Up by 10 points, against a heavily favored rival, the biggest home crowd of the season squealing with delight.
The first few minutes couldn't have gone much better for Miami. And the rest of the game served as a reminder that the Hurricanes still have plenty of work to do.
EJ Manuel threw for 229 yards, Devonta Freeman ran for a pair of fourth-quarter touchdowns and No. 12 Florida State overcame a shaky start to beat Miami 33-20 on Saturday night, the Seminoles' third straight win in the series.
"Give Florida State a lot of credit," Miami coach Al Golden said. "They're a very good team. They're a very good team right now and they're deep and that's OK. That's OK. We know what we need to do. They're ahead of us right now. We need to buckle down and get better, develop our current team and need to add to it."
The Hurricanes were up 10-0 midway through the first quarter — before Florida State scored 33 of the next 36 points. The Seminoles outgained Miami 447-258 and held the Hurricanes to 29 yards rushing on 21 attempts (and no rushing first downs). Duke Johnson, who left in the second half with an undisclosed injury that Golden said needed X-rays, had 27 yards on nine carries, and Mike James had 25 yards on seven attempts.
James also had a 9-yard touchdown run for Miami, which got a late score when Stephen Morris connected with Rashawn Scott from 8 yards out.
"How we came out today, we've got to keep bringing that every single week from now on," Miami defensive lineman Tyriq McCord said. "We're a championship team and we've got to play at a championship level."
The Hurricanes (4-4, 3-2 Atlantic Coast Conference) aren't a championship team yet — but still could be this season. They're off until hosting Virginia Tech on Nov. 1 and can capture the Coastal Division by winning out in league play.
The win put the Seminoles a half-game ahead of Clemson in the ACC's Atlantic Division, which has four teams with one loss in league play.
"We understand that we're still in the fight for the Coastal," Morris said. "Sometime down the road, we'll see FSU again."
Morris, playing a week after spraining his left ankle, started and threw for 223 yards and a late touchdown for Miami, which has lost three straight.
"I was ready on Thursday, Wednesday, Tuesday, Saturday, Sunday," Morris said. "It meant everything to me."
Manuel completed 21 of 31 passes for Florida State (7-1, 4-1 ACC), which won despite 12 penalties and five fumbles, two of them lost. Dustin Hopkins kicked four field goals and James Wilder added a touchdown run.
"Anytime you can come to Miami and beat Miami, that's a good day," Florida State coach Jimbo Fisher said. "I don't care what you say."
The first half had a little of everything: Nine Florida State penalties, four Seminoles fumbles, two departures by the entire Miami roster for halftime before time actually expired, two coaches livid with officiating decisions made in the final 9 seconds alone, and one fan running onto the field during a play.
It all added up to Florida State 13, Miami 10 at the break.
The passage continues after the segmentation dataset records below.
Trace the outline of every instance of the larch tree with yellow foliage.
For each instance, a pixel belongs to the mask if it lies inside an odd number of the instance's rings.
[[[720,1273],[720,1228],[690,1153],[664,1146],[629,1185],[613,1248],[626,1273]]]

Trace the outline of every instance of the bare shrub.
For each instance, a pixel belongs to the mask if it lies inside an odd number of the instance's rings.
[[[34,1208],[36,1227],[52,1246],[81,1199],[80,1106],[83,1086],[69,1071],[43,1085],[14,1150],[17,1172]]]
Florida State tight end Nick O'Leary fumbled the ball away on the Seminoles' first play from scrimmage, losing control as he leapfrogged Brandon McGee and landed on the helmet of Miami linebacker Denzel Perryman, who knocked the ball away. James ran in from 9 yards out four plays later, and Miami struck first.
After Florida State shanked a punt 17 yards on its next possession, Jake Wieclaw connected on a chip shot and the Hurricanes had a 10-0 edge.
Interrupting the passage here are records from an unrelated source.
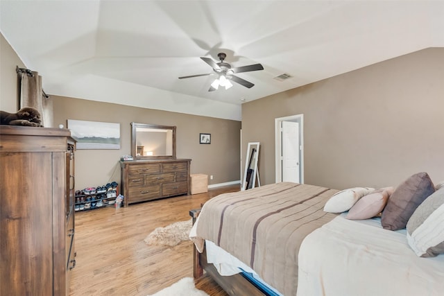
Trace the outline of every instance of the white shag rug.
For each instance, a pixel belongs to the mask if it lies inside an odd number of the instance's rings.
[[[208,296],[208,294],[194,286],[192,277],[184,277],[169,287],[148,296]]]
[[[150,245],[174,246],[183,241],[189,240],[189,232],[193,226],[192,219],[176,222],[164,227],[157,227],[146,236],[144,241]]]

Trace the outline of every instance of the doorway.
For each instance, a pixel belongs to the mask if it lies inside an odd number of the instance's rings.
[[[303,123],[303,114],[275,119],[276,183],[304,183]]]

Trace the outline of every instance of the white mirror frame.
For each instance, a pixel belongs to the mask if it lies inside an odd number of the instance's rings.
[[[259,159],[259,142],[249,142],[247,147],[247,154],[245,157],[245,171],[244,172],[244,180],[242,182],[241,191],[255,188],[256,177],[257,184],[260,186],[261,182],[257,171],[257,160]]]

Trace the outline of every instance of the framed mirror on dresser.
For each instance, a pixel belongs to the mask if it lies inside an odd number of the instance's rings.
[[[131,155],[121,161],[125,207],[189,194],[191,159],[176,158],[176,126],[131,123]]]

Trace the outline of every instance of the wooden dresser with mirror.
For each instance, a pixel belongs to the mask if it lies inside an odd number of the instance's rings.
[[[69,294],[74,150],[68,130],[0,125],[0,294]]]
[[[134,160],[121,162],[125,206],[189,194],[191,159],[176,159],[176,126],[131,123]]]

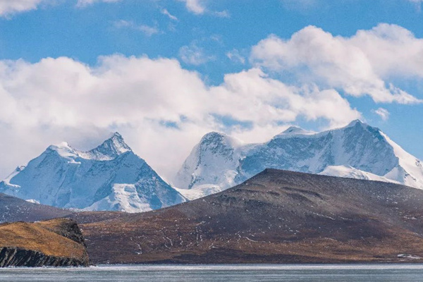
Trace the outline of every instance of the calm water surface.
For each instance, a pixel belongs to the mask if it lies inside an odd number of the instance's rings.
[[[423,281],[420,264],[142,265],[0,269],[0,281]]]

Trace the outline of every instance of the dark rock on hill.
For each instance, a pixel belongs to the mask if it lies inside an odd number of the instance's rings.
[[[13,221],[36,221],[66,216],[72,212],[28,202],[0,193],[0,223]]]
[[[74,216],[94,263],[423,262],[423,190],[266,169],[143,214]]]
[[[84,238],[73,220],[0,225],[0,267],[89,265]]]

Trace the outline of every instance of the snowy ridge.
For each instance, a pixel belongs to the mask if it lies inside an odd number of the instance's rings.
[[[176,186],[197,190],[188,196],[192,198],[240,184],[265,168],[276,168],[423,189],[422,162],[379,128],[359,120],[321,133],[293,126],[262,144],[233,140],[221,133],[206,135],[178,173]]]
[[[61,208],[128,212],[185,201],[117,133],[88,152],[49,146],[1,182],[0,192]]]

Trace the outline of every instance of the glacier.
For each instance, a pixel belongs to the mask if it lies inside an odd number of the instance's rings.
[[[88,152],[66,142],[49,146],[1,181],[0,192],[88,211],[141,212],[186,201],[118,133]]]
[[[260,144],[205,135],[173,180],[190,199],[240,184],[265,168],[403,184],[423,189],[421,161],[360,120],[321,133],[292,126]]]

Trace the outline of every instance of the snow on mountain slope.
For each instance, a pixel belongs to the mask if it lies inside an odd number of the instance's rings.
[[[225,188],[236,185],[240,147],[240,140],[226,135],[215,132],[206,134],[178,173],[175,185],[191,189],[201,183]]]
[[[392,179],[388,179],[384,176],[379,176],[369,172],[362,171],[351,166],[329,166],[320,173],[322,176],[338,176],[345,178],[363,179],[367,180],[390,182],[400,184],[399,182]]]
[[[224,190],[265,168],[276,168],[387,180],[423,189],[420,161],[379,128],[358,120],[321,133],[290,127],[262,144],[233,140],[221,133],[206,135],[178,173],[176,186],[202,190],[207,195],[208,188],[214,188],[212,192]]]
[[[129,192],[122,187],[133,188]],[[0,192],[62,208],[129,212],[185,200],[117,133],[88,152],[76,150],[66,142],[49,146],[1,182]]]

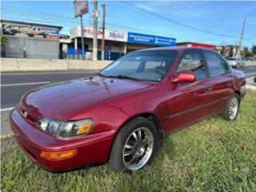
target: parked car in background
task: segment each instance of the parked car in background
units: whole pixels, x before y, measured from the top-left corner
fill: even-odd
[[[232,67],[243,68],[244,62],[241,58],[229,58],[227,61]]]
[[[21,149],[47,170],[107,162],[130,172],[148,165],[177,130],[216,114],[234,120],[246,83],[211,50],[147,49],[95,76],[26,93],[10,122]]]
[[[247,58],[245,58],[244,61],[254,62],[255,61],[255,58],[254,57],[247,57]]]

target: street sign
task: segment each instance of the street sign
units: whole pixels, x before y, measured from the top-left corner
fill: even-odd
[[[87,1],[82,1],[82,0],[74,1],[74,14],[75,18],[81,17],[82,15],[88,12],[89,12],[88,0]]]

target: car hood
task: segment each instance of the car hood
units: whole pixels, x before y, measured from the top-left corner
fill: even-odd
[[[26,94],[22,110],[37,118],[71,120],[74,114],[121,94],[145,89],[152,83],[95,76],[39,87]]]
The Seminoles clawed back, taking a 13-10 lead at the break despite two offensive pass-interference calls — there was a third in the second half — and even after losing top rusher Chris Thompson to a left knee injury. Wilder's 17-yard touchdown run tied the game at 10, and Hopkins hit a 46-yard field goal to end an eventful flurry in the final seconds of the half.
Originally, after a Florida State penalty, officials ruled the half over because the 10-second runoff would have erased the remaining time, so Miami left the field. But Fisher used his last timeout to nullify the runoff, giving Hopkins a chance to kick — which counted, even though replays showed Golden clearly signaling timeout to a linesman, who apparently didn't notice. So the Hurricanes left again, unaware 3 seconds remained.
"We got it straightened out. It's amazing," Fisher told ABC in a televised halftime interview.
His team had the lead at the break despite nine penalties, including two on kickoff returns and an offensive interference call against Rodney Smith that nullified a 50-yard gain and left Fisher fuming.
"That interference on the offense on that big play right there, I don't know if I've ever seen one like that for a guy not extending his arms," Fisher said. "But that's ball. We played a sloppy half."
And of course, there was a wide left — almost obligatory in a Florida State-Miami game, though hardly as dramatic as miskicks that doomed the Seminoles so many times before in this series. Hopkins missed from 44 yards with 12:31 left in the third, as Miami got away with giving Florida State a short field after an unsuccessful onside kick opened the half.
Hopkins and Wieclaw traded field goals late in the third quarter, after which FSU led 16-13. It didn't stay close much longer.